Artist: Axel Dörner, Greg Kelley, Andrea Neumann, Bhob Rainey

Album: Thanks Cash

Label: Sedimental

Review date: Aug. 18, 2004


Thanks Cash documents performances at various stops of a 2001 U.S. tour by Bhob Rainey (soprano saxophone), Greg Kelley (trumpet), Andrea Neumann (inside piano) and Axel Dörner (trumpet and computer). The four musicians continue to make improvised music that almost completely avoids the melodic counterpoint of most free improv, focusing instead upon layers of unusual sounds. The interaction between the musicians continues to be more like passing clouds than traditional solo/accompaniment relationships.

Still, Thanks Cash differs from most of the music these players have recorded recently, with the possible exception of the album Good by the Rainey-led Boston Sound Collective, which features all four players and was recorded around the same time. (Good was released late last year and not reviewed by Dusted, which makes it doubly worthy of mention here.) Both are far grittier and a bit more tentative than Rainey and Kelley’s Nmperign project or Dörner’s other recent albums with smaller groups. Both Thanks Cash and Good feel less compact than we might expect from these musicians, in that phrases (if their groupings of sounds can be called phrases) seem longer than usual, as if the players don’t feel comfortable enough with one another to change sounds and textures with their usual fluidity.

That might seem like a criticism until it’s put in context. Many of these musicians’ other groups are characterized by the players’ extreme familiarity with one another, particularly Nmperign, which by now has been refined to such an extent that it sounds like composed music from another planet rather than the improvised music that it is.

In contrast, Thanks Cash sounds as if the quartet's interaction is based on intense, in-the-moment listening rather than years of shared experiences. The pace of the album is slow enough for it to occasionally sound like a scary ambient record, particularly if played at a low volume.

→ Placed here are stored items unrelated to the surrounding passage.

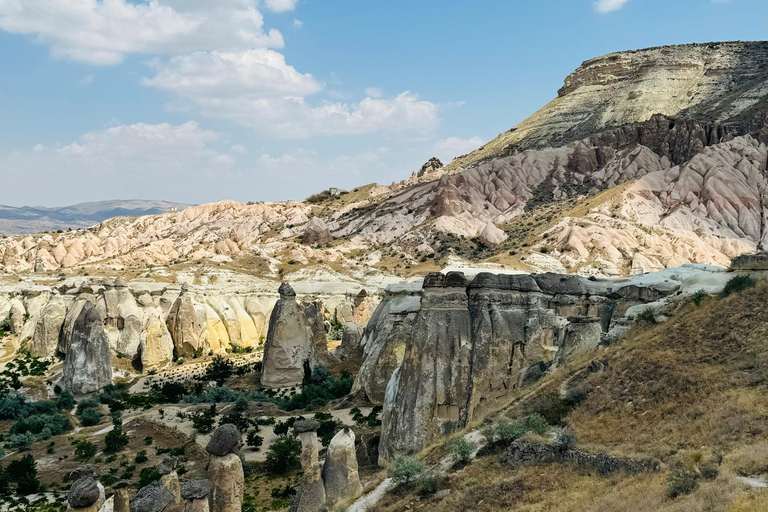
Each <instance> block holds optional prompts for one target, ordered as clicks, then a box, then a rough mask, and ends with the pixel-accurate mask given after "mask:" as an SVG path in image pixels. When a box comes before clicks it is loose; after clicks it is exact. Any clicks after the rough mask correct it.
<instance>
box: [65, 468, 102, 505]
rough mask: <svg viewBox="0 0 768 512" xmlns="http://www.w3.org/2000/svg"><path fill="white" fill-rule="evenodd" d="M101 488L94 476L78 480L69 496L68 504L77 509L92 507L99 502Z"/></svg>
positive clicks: (91, 476) (88, 476)
mask: <svg viewBox="0 0 768 512" xmlns="http://www.w3.org/2000/svg"><path fill="white" fill-rule="evenodd" d="M100 494H101V493H100V491H99V486H98V484H97V483H96V480H95V479H94V478H93V477H92V476H86V477H82V478H80V479H78V480H76V481H75V482H74V483H73V484H72V487H70V489H69V493H68V494H67V503H69V506H70V507H72V508H75V509H78V508H85V507H90V506H91V505H93V504H95V503H96V502H97V501H98V500H99V496H100Z"/></svg>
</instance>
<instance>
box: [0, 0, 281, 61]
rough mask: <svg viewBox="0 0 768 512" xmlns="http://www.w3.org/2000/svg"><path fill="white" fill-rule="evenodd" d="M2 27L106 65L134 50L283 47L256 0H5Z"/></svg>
mask: <svg viewBox="0 0 768 512" xmlns="http://www.w3.org/2000/svg"><path fill="white" fill-rule="evenodd" d="M271 3H273V4H275V6H276V7H280V6H282V7H285V6H287V5H288V4H291V5H295V2H293V1H291V0H273V1H272V2H271ZM268 6H269V3H268ZM0 29H2V30H5V31H6V32H11V33H14V34H27V35H32V36H35V40H36V42H38V43H42V44H46V45H48V46H49V47H50V52H51V54H52V55H53V56H54V57H60V58H66V59H71V60H76V61H82V62H88V63H91V64H101V65H109V64H117V63H119V62H121V61H122V59H123V57H124V56H125V55H126V54H129V53H145V54H154V55H174V54H180V53H186V52H191V51H195V50H218V51H239V50H244V49H248V48H281V47H282V46H283V38H282V35H281V34H280V32H278V31H277V30H274V29H273V30H270V31H269V32H265V31H264V19H263V17H262V15H261V13H260V12H259V11H258V10H257V9H256V0H216V1H215V2H213V1H204V0H153V1H151V2H148V3H143V2H142V3H136V2H130V1H128V0H77V1H73V0H23V1H21V0H0Z"/></svg>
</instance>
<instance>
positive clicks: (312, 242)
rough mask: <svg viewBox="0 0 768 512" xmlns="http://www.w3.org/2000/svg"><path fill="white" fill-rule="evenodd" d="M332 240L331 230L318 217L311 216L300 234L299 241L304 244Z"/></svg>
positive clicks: (320, 218) (321, 241)
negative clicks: (302, 230)
mask: <svg viewBox="0 0 768 512" xmlns="http://www.w3.org/2000/svg"><path fill="white" fill-rule="evenodd" d="M332 241H333V236H332V235H331V231H330V230H329V229H328V226H326V224H325V222H323V219H321V218H320V217H312V218H311V219H310V220H309V222H308V223H307V227H306V228H305V229H304V234H303V235H302V236H301V243H303V244H306V245H325V244H327V243H330V242H332Z"/></svg>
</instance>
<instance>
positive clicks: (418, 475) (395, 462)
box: [389, 455, 424, 485]
mask: <svg viewBox="0 0 768 512" xmlns="http://www.w3.org/2000/svg"><path fill="white" fill-rule="evenodd" d="M423 472H424V463H422V462H421V461H420V460H418V459H416V458H414V457H408V456H406V455H398V456H397V457H395V463H394V466H393V468H392V471H391V472H390V474H389V476H390V478H391V479H392V481H393V482H394V483H395V484H405V485H410V484H412V483H415V482H416V481H417V479H418V478H419V477H420V476H421V474H422V473H423Z"/></svg>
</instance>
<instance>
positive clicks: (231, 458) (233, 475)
mask: <svg viewBox="0 0 768 512" xmlns="http://www.w3.org/2000/svg"><path fill="white" fill-rule="evenodd" d="M208 480H210V482H211V493H210V495H209V496H210V509H211V512H240V509H241V507H242V505H243V492H244V491H245V478H244V476H243V464H242V462H241V461H240V457H238V456H237V455H236V454H234V453H230V454H229V455H225V456H224V457H211V461H210V463H209V464H208Z"/></svg>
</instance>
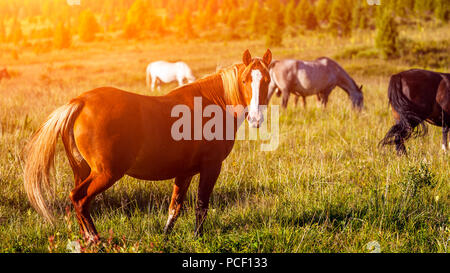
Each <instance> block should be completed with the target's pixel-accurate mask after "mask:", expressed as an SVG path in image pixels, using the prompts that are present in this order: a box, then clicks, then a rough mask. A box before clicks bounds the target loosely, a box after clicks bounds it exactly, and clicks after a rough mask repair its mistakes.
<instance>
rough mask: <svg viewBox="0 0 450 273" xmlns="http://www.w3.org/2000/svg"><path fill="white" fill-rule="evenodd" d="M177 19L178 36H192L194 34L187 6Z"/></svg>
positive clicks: (189, 11)
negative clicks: (181, 13)
mask: <svg viewBox="0 0 450 273" xmlns="http://www.w3.org/2000/svg"><path fill="white" fill-rule="evenodd" d="M177 21H178V36H179V37H182V38H186V39H189V38H193V37H195V36H196V34H195V32H194V28H193V27H192V21H191V12H190V11H189V9H188V8H185V9H184V12H183V14H182V15H181V16H179V19H178V20H177Z"/></svg>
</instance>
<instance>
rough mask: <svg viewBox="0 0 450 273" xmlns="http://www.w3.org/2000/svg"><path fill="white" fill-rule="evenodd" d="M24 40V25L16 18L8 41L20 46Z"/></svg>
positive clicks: (11, 29) (13, 21)
mask: <svg viewBox="0 0 450 273" xmlns="http://www.w3.org/2000/svg"><path fill="white" fill-rule="evenodd" d="M23 39H24V36H23V32H22V24H21V23H20V22H19V20H17V18H16V17H14V21H13V24H12V27H11V31H10V32H9V36H8V40H9V41H10V42H13V43H14V44H18V43H19V42H21V41H22V40H23Z"/></svg>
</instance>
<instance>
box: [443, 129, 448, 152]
mask: <svg viewBox="0 0 450 273" xmlns="http://www.w3.org/2000/svg"><path fill="white" fill-rule="evenodd" d="M449 130H450V128H449V127H448V126H447V125H446V124H444V125H443V126H442V150H444V152H447V150H448V142H447V139H448V131H449Z"/></svg>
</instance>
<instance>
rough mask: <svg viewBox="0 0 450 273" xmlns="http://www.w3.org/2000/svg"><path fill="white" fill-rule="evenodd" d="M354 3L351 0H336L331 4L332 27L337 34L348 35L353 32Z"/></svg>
mask: <svg viewBox="0 0 450 273" xmlns="http://www.w3.org/2000/svg"><path fill="white" fill-rule="evenodd" d="M351 7H352V5H351V2H350V1H349V0H334V1H333V4H332V6H331V14H330V28H331V31H332V32H333V33H334V34H335V35H339V36H346V35H349V34H350V32H351V21H352V13H351V10H352V8H351Z"/></svg>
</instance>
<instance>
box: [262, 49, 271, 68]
mask: <svg viewBox="0 0 450 273" xmlns="http://www.w3.org/2000/svg"><path fill="white" fill-rule="evenodd" d="M263 62H264V63H265V64H266V65H267V66H269V65H270V63H271V62H272V51H270V49H267V51H266V53H264V56H263Z"/></svg>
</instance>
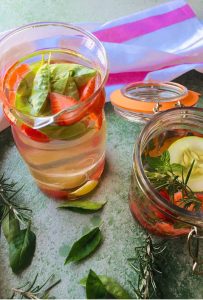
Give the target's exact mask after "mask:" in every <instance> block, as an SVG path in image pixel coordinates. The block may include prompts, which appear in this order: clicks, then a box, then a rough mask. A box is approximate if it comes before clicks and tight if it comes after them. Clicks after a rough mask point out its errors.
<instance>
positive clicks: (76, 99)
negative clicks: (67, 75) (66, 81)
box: [64, 77, 80, 100]
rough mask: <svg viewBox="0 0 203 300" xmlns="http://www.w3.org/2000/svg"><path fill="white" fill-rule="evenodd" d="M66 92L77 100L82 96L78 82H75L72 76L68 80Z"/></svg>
mask: <svg viewBox="0 0 203 300" xmlns="http://www.w3.org/2000/svg"><path fill="white" fill-rule="evenodd" d="M64 94H65V95H67V96H70V97H73V98H74V99H76V100H79V98H80V96H79V92H78V87H77V84H76V83H75V80H74V79H73V78H72V77H69V79H68V81H67V84H66V88H65V92H64Z"/></svg>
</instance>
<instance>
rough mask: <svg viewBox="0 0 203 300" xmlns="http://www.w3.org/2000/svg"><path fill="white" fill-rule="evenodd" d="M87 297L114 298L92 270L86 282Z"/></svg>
mask: <svg viewBox="0 0 203 300" xmlns="http://www.w3.org/2000/svg"><path fill="white" fill-rule="evenodd" d="M86 297H87V299H114V297H112V295H111V294H110V293H108V291H107V289H106V288H105V286H104V285H103V283H102V282H101V280H100V278H99V277H98V276H97V274H96V273H95V272H94V271H92V270H90V271H89V274H88V277H87V282H86Z"/></svg>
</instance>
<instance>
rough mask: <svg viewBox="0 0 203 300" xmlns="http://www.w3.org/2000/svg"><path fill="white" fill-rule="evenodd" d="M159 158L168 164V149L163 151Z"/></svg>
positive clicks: (169, 153)
mask: <svg viewBox="0 0 203 300" xmlns="http://www.w3.org/2000/svg"><path fill="white" fill-rule="evenodd" d="M160 158H161V161H162V162H163V163H164V164H165V165H167V164H170V153H169V151H168V150H166V151H164V152H163V153H162V155H161V157H160Z"/></svg>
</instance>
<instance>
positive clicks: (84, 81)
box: [73, 65, 97, 88]
mask: <svg viewBox="0 0 203 300" xmlns="http://www.w3.org/2000/svg"><path fill="white" fill-rule="evenodd" d="M76 66H77V67H76V68H75V69H74V75H73V77H74V80H75V82H76V84H77V86H78V87H79V88H80V87H82V86H84V85H85V84H87V83H88V81H89V80H90V79H91V78H92V77H94V76H96V73H97V71H96V70H95V69H91V68H87V67H84V66H80V65H76Z"/></svg>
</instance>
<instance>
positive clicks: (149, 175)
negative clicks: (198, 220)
mask: <svg viewBox="0 0 203 300" xmlns="http://www.w3.org/2000/svg"><path fill="white" fill-rule="evenodd" d="M146 162H147V167H146V169H145V173H146V175H147V177H148V179H149V181H150V182H151V183H152V185H153V186H154V188H155V189H157V190H158V191H159V190H161V189H165V190H166V191H167V192H168V194H169V196H170V200H171V202H172V203H174V195H175V193H177V192H180V191H181V192H182V197H181V199H180V200H178V202H179V203H180V206H181V207H183V208H185V209H188V208H189V207H191V208H192V210H195V211H199V210H200V208H201V205H202V201H201V200H199V199H198V198H197V197H196V195H195V193H194V192H193V191H192V190H191V189H190V187H189V186H188V181H189V179H190V176H191V174H192V170H193V167H194V164H195V160H193V161H192V163H191V166H190V168H189V170H188V172H187V174H186V176H185V178H184V175H183V173H184V167H183V166H182V165H180V164H170V154H169V152H168V151H165V152H164V153H163V154H162V155H161V156H158V157H147V158H146ZM177 172H178V173H179V174H182V176H178V175H177ZM180 177H181V178H180Z"/></svg>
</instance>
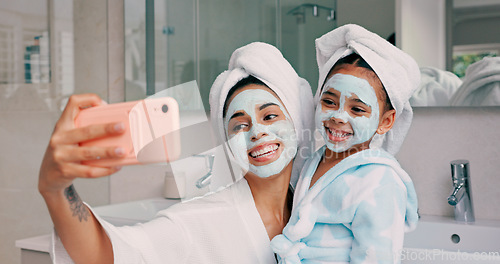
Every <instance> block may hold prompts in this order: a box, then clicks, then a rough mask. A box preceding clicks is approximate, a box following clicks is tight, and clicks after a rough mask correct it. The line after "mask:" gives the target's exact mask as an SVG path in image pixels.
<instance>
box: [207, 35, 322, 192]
mask: <svg viewBox="0 0 500 264" xmlns="http://www.w3.org/2000/svg"><path fill="white" fill-rule="evenodd" d="M249 75H252V76H254V77H256V78H257V79H259V80H261V81H262V82H264V83H265V84H266V85H267V86H269V88H271V90H273V91H274V92H275V93H276V94H277V95H278V97H279V98H280V99H281V101H282V102H283V105H284V106H285V107H286V109H287V111H288V113H289V114H290V117H291V119H292V121H293V124H294V126H295V132H296V134H297V140H298V146H299V150H298V151H297V156H296V157H295V160H294V164H293V172H292V179H291V183H292V185H293V186H295V184H296V183H297V180H298V175H299V173H300V170H301V168H302V165H303V164H304V162H305V159H306V158H308V157H309V155H310V154H311V153H312V151H313V150H312V147H311V135H312V131H313V129H314V105H313V98H312V90H311V87H310V85H309V83H308V82H307V81H306V80H305V79H303V78H300V77H299V76H298V75H297V73H296V72H295V70H294V69H293V67H292V66H291V65H290V63H289V62H288V61H287V60H286V59H285V58H284V57H283V55H282V54H281V52H280V51H279V50H278V49H277V48H276V47H274V46H272V45H269V44H266V43H262V42H254V43H250V44H248V45H246V46H243V47H241V48H239V49H237V50H235V51H234V52H233V54H232V55H231V58H230V60H229V67H228V70H227V71H225V72H223V73H221V74H220V75H219V76H218V77H217V79H216V80H215V82H214V84H213V85H212V88H211V89H210V109H211V111H210V117H211V121H212V123H213V124H214V125H215V126H216V130H217V131H218V132H219V135H220V137H221V139H222V142H225V141H227V139H226V134H225V130H224V129H225V128H224V122H223V119H222V114H223V110H224V109H223V108H224V102H225V101H226V98H227V94H228V92H229V91H230V90H231V88H232V87H233V86H234V85H235V84H236V83H237V82H238V81H240V80H241V79H243V78H245V77H247V76H249Z"/></svg>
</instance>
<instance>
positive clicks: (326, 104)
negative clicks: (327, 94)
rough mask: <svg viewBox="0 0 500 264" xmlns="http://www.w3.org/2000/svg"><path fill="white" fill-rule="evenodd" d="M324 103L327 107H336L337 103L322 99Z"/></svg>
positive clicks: (326, 99) (330, 100) (329, 99)
mask: <svg viewBox="0 0 500 264" xmlns="http://www.w3.org/2000/svg"><path fill="white" fill-rule="evenodd" d="M322 101H323V103H324V104H325V105H327V106H334V105H335V101H333V100H331V99H327V98H325V99H322Z"/></svg>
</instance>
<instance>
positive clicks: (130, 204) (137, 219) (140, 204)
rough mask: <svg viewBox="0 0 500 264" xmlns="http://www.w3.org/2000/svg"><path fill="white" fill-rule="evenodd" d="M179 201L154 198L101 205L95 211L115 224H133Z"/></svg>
mask: <svg viewBox="0 0 500 264" xmlns="http://www.w3.org/2000/svg"><path fill="white" fill-rule="evenodd" d="M178 202H180V200H174V199H164V198H154V199H147V200H140V201H133V202H126V203H118V204H110V205H104V206H99V207H96V208H94V212H95V213H96V214H97V215H99V216H100V217H102V218H103V219H104V220H106V221H108V222H110V223H112V224H113V225H116V226H123V225H133V224H137V223H144V222H147V221H149V220H151V219H153V218H154V217H155V215H156V214H157V213H158V212H159V211H161V210H163V209H166V208H168V207H170V206H171V205H174V204H176V203H178Z"/></svg>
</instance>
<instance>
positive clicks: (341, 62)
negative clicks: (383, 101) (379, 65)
mask: <svg viewBox="0 0 500 264" xmlns="http://www.w3.org/2000/svg"><path fill="white" fill-rule="evenodd" d="M347 64H348V65H352V66H356V67H360V68H364V69H366V70H367V73H368V75H369V76H370V78H372V79H373V80H374V81H375V82H377V83H379V84H380V87H382V89H376V90H375V92H378V91H377V90H380V92H378V93H379V96H380V98H382V101H384V102H385V105H384V112H385V111H389V110H393V109H394V107H393V106H392V104H391V100H390V99H389V96H388V95H387V91H386V90H385V87H384V85H383V84H382V82H381V81H380V79H379V78H378V76H377V74H376V73H375V71H374V70H373V68H372V67H371V66H370V65H369V64H368V63H367V62H366V61H365V60H364V59H363V58H362V57H361V56H359V54H357V53H352V54H350V55H348V56H345V57H343V58H341V59H340V60H338V61H337V62H336V63H335V65H333V67H332V68H331V69H330V72H329V73H328V75H327V77H328V76H330V74H331V73H332V71H333V70H337V69H342V67H344V65H347ZM325 81H326V80H325ZM384 99H385V100H384Z"/></svg>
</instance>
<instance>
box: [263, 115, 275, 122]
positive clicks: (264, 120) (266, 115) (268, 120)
mask: <svg viewBox="0 0 500 264" xmlns="http://www.w3.org/2000/svg"><path fill="white" fill-rule="evenodd" d="M276 117H278V115H275V114H269V115H266V116H265V117H264V121H269V120H273V119H275V118H276Z"/></svg>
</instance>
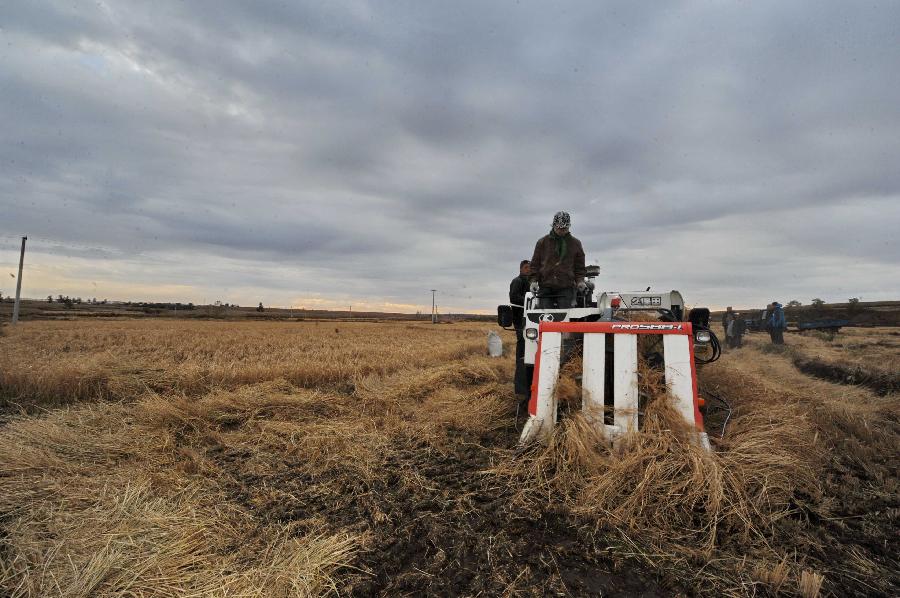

At a higher volume the album sounds much more complex, but the sources of its sounds aren't any clearer. For example, it's hard to attribute any one sound to Neumann; any noise that might be from her might also come from Dörner's computer. In terms of timbre, then, Thanks Cash is about what we'd expect from this group. Even so, Thanks Cash and Good form a pair that feel far creepier and more expansive than we'd expect from this group, and both are worthy contributions to these players' discographies of strange and disorienting music.